If you were a Republican lawmaker who'd voted for NCLB, would be you be running away from that vote now or standing by it?

RH: Look, we all know how bills are really passed on Capitol Hill, especially when it comes to ambitious social programs. Most folks didn’t fully understand the law then, and are getting conflicting reports on it now. More snarkily, I’d say anybody who voted for the law without understanding how it was likely to unfold probably deserves the dilemma they're now in-- and anybody who thought it worth doing in 2001 ought to have the conviction to stand on principle now.

RH: What approach or circumstance is it going to take for there to be a concerted national effort to upgrade public education?

RH: I think this stuff always happens in dribs and drabs. Outside of mobilizing to win a world war, to tackle a bricks and mortar obstacle (like laying a highway system), or to pour resources into a specific technical challenge (like landing a man on the moon), I don't think national efforts tend to accomplish much. I think the results of federal efforts to reform the intelligence community, improve port security, or make Amtrak self-sufficient show just how hard it is to make a concerted national effort pay off.

So you’re debunking the notion that the US ramped up its science and math education to compete with the Russians, or that programs like Medicare aren’t national efforts?

RH: Oh, not really. We certainly did ramp up in '58 and some of the efforts, like increasing language mastery or research fellowships, worked as intended. What I'm skeptical of is whether the broader push did much good. I'd make pretty much the same case with regard to Medicare. It's certainly helped improve the quality of life for older Americans, but almost entirely by massively increasing the availability and affordability of health care for seniors. This is what government does well, mail out checks to providers. When it comes to all the ancillary questions posed by Medicare-- controlling costs, fiscal responsibility, encouraging efficiency, or ensuring quality of care-- I think the record is pretty bleak.

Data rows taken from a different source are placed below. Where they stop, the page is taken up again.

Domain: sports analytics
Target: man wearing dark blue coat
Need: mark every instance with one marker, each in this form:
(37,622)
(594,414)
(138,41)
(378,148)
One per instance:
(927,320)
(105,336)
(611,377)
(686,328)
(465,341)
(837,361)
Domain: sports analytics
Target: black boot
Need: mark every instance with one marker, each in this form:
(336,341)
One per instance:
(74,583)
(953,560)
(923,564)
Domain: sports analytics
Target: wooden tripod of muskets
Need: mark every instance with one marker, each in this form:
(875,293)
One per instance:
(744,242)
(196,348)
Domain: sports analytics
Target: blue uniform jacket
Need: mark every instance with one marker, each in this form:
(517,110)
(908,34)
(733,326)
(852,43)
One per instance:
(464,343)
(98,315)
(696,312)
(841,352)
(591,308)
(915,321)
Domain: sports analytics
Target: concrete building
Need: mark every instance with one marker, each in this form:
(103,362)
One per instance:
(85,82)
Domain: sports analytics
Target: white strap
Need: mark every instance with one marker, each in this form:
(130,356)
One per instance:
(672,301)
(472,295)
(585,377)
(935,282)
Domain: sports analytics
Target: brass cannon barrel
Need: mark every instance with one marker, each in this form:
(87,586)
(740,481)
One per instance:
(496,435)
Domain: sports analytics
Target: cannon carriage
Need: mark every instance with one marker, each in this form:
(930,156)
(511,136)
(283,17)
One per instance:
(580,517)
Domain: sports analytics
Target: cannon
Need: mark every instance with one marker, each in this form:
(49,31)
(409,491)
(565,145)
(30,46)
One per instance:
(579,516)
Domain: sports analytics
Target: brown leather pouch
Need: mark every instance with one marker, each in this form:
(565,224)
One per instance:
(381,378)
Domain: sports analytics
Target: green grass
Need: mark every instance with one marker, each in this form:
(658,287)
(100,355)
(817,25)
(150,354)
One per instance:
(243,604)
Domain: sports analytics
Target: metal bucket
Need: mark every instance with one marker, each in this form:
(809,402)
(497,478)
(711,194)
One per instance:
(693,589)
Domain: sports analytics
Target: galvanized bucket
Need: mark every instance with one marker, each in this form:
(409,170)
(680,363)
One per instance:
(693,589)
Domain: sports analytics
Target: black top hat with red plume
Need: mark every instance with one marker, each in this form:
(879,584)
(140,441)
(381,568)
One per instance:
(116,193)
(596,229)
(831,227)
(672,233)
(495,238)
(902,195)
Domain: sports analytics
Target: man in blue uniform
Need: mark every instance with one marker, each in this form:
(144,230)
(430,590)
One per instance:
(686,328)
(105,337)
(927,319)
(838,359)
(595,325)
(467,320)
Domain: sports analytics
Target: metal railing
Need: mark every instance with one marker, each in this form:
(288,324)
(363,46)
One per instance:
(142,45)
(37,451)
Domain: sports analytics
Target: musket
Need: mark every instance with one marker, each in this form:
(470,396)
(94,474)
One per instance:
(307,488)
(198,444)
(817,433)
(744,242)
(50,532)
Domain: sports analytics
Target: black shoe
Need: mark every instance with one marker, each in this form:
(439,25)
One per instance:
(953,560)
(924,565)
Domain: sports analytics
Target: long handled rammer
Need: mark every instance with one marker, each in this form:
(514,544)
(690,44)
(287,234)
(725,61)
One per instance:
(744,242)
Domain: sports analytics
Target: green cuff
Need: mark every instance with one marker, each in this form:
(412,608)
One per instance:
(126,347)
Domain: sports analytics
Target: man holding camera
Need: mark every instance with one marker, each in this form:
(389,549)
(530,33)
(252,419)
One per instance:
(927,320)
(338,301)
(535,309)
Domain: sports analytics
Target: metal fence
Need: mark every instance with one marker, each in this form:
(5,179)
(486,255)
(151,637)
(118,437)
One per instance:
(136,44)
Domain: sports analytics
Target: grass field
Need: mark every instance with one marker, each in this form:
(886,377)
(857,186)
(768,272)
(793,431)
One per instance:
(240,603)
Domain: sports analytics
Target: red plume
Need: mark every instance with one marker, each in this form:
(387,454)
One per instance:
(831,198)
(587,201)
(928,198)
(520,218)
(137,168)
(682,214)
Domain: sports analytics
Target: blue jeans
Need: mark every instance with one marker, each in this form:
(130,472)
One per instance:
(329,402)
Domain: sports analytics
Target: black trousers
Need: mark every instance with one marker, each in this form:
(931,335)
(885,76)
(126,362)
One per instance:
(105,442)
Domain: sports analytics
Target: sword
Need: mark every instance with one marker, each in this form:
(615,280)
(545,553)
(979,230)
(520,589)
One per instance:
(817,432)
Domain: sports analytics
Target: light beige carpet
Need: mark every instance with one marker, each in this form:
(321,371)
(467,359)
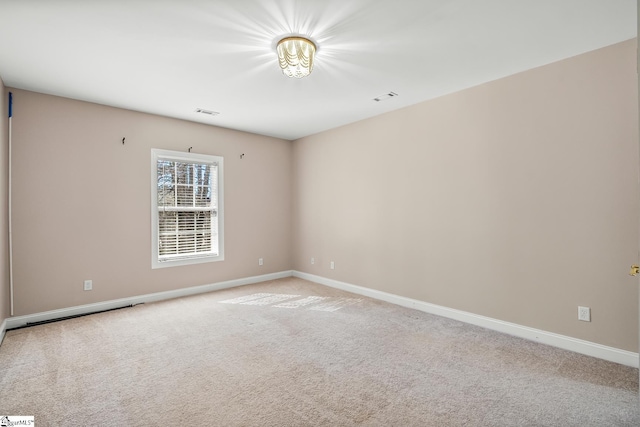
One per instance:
(293,353)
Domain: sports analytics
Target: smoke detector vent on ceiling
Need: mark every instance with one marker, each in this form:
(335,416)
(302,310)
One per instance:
(385,96)
(208,112)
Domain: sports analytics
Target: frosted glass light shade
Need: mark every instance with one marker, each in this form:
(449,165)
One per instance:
(295,55)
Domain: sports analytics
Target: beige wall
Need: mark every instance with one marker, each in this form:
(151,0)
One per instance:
(4,190)
(517,199)
(81,207)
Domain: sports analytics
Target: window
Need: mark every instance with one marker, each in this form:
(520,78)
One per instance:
(186,208)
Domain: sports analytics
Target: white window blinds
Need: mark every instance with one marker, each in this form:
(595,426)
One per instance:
(186,208)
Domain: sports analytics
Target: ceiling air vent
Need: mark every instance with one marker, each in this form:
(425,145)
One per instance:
(385,96)
(207,112)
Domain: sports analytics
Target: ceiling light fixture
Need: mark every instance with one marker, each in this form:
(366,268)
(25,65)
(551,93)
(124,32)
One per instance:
(295,55)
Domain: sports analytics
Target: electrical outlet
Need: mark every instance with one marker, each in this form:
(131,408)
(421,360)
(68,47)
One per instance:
(584,314)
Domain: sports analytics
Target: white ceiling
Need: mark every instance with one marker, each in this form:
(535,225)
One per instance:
(169,57)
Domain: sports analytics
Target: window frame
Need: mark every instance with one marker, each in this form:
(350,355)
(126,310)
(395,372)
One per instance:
(159,154)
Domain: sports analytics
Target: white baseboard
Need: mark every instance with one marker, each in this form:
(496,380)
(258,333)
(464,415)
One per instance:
(611,354)
(19,321)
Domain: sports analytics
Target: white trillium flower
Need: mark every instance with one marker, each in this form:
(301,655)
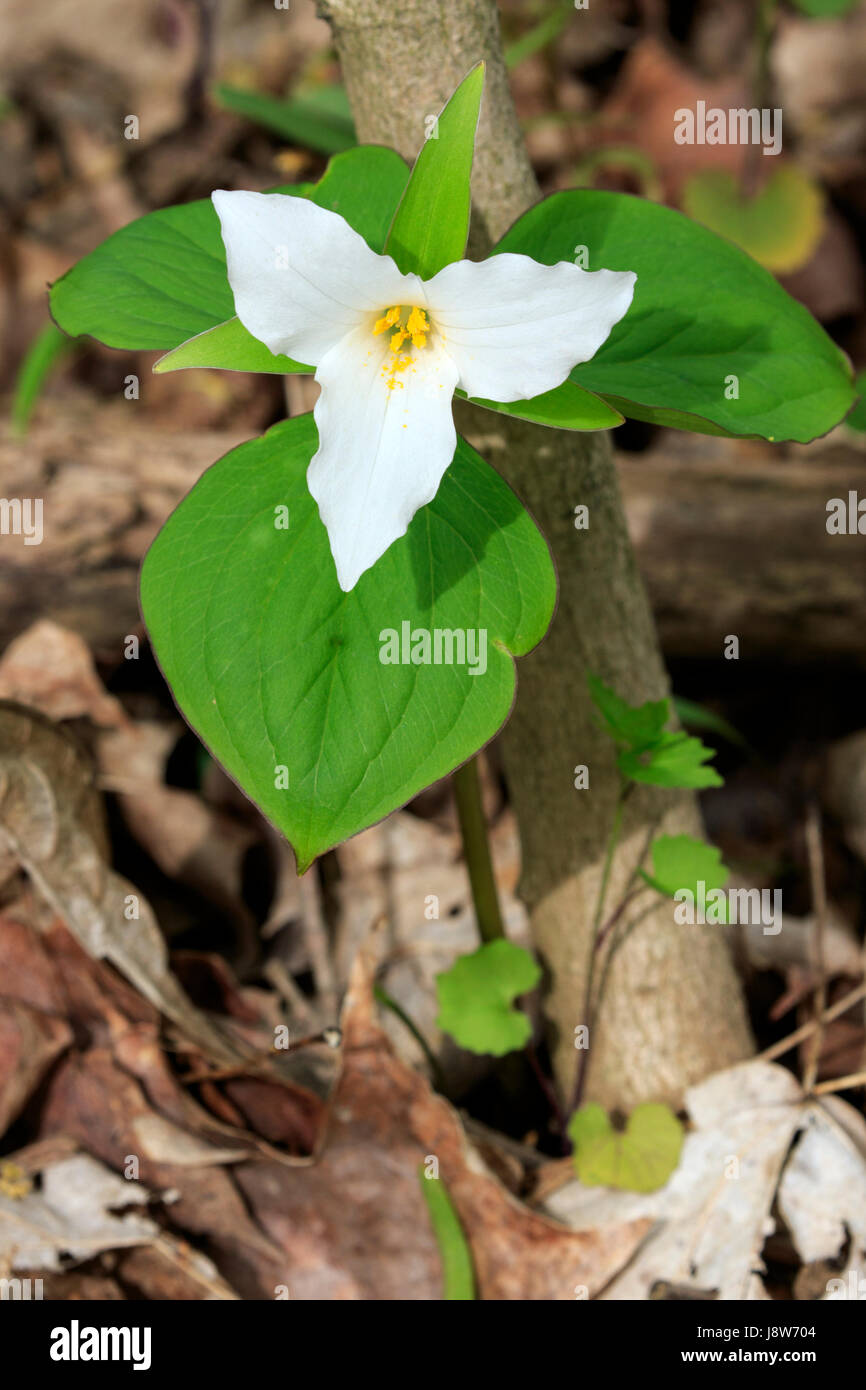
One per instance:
(389,350)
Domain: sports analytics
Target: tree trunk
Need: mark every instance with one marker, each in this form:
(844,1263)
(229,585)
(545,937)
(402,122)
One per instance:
(673,1009)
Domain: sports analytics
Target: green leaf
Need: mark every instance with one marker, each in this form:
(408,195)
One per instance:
(680,862)
(856,420)
(780,225)
(41,359)
(231,348)
(540,35)
(640,1158)
(633,724)
(477,995)
(702,313)
(673,761)
(565,407)
(161,280)
(431,224)
(458,1271)
(320,118)
(274,666)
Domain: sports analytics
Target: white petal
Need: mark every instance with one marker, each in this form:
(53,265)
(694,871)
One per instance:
(300,275)
(382,451)
(516,328)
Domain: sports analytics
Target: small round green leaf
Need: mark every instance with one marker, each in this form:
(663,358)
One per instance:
(640,1158)
(681,862)
(780,225)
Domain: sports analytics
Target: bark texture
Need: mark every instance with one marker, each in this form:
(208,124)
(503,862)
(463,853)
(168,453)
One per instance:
(673,1009)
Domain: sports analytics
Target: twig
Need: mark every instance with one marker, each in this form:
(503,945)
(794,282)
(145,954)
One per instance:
(819,908)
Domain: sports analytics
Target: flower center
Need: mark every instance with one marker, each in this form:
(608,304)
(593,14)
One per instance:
(403,323)
(416,325)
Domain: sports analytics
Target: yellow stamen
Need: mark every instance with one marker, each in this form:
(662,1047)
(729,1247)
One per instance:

These are the things government doesn't do well, foster creative problem-solving, productity, or organizational improvement.

How do things get better on the schools front, then?

RH: For my money, the key to improving schools isn't going to be a grand national effort, it's going to be a strategy that helps light a bunch of small fires and then fans them into flames. This requires a stream of venture capital, a deep pipeline of people, and the training and infrastructure to support the spread and adoption of new, more effective educational approaches.


Anonymous Anonymous said...

Rick Hess is mean, he promotes meanness in his books and articles, "tough love" and phrases like that. You shouldn't give him this sort of visibility, he's bad, very bad.

4:28 PM  
Anonymous UTProf said...

He is really mean to Linda Darling Hammond in his writing and in person. He hates teachers and everyone who speaks up for them.

7:39 AM  
Anonymous Anonymous said...

Who are all these Hess groupies who post snarky in-joke comments? In what virtual coffee houses do they convene? Keep fanning the flames, kids.